According to Sullivan three times as many people as last year are walking into stores to ask for a Windows Phone device, and four times as many people are walking out with one.

It is that momentum, helped partly by low-cost devices performing well against the direct competition, that Microsoft doesn't want to upset, and so rather than follow 2012's schedule of announcing the next software iteration of Windows Phone at Mobile World Congress, the company is holding back.

"We are taking a different approach on the announcements this year," confirmed Sullivan.

It seems this time it's more about working behind the scenes, rather than announcing that new details are coming, waiting six months to detail it further, then waiting a further five months before releasing devices to consumers.

"It is safe to assume we are working on low and high-end devices, but at the moment there are a lot of meetings going on with partners behind the scenes," said Sullivan.

That tallies with other comments made to other reporters at MWC.

"We're going to have an upgrade path going forward. Windows Phone 8 can evolve. We have an architecture that enables portability and is fundamentally hardware independent," said Sullivan. "As the market evolves and customer requirements demand it, we'll evaluate options."

That behind the scenes approach seems to be in full effect, more so than many perhaps have realised until now.

Microsoft, absent from CES earlier in the year, was also not in evidence on the show floor in Barcelona. There was no big press conference, and rather than opt for a hotel directly opposite the trade show as it has in previous years, the company held its meetings in a hotel 20 minutes from the venue.

While the hotel might have been covered in Microsoft billboards, once inside it was decidedly low key, with Pocket-lint conduct also interviews with other members of the Microsoft team there.

But as our meeting point illustrated - a coffee in a busy café - this is Microsoft working the back channel, in stealth mode so to speak.

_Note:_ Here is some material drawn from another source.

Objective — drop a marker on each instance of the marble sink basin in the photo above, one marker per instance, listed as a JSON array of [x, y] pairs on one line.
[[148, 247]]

The tactic is a decided step change from previous years, but one that Windows Phone probably needs if partners like Nokia, which appears to be dominating the Windows Phone market, are to have any chance of selling phones to consumers before wind of the next bigger, better device gets out - something that is already starting to happen.

Last year the announcement that the current line-up of devices such as the Lumia 900 would not be getting the full update hampered sales, and although Microsoft has said that any future upgrades wouldn't encounter the same problems, it's clearly something it wants to avoid.

Talking to several Microsoft employees and partners across the week, on and off the record, it seems Microsoft is very busy detailing the virtues of what's next, but for the time being only to a handful of people.

Expect new features, toys, and devices in the coming months.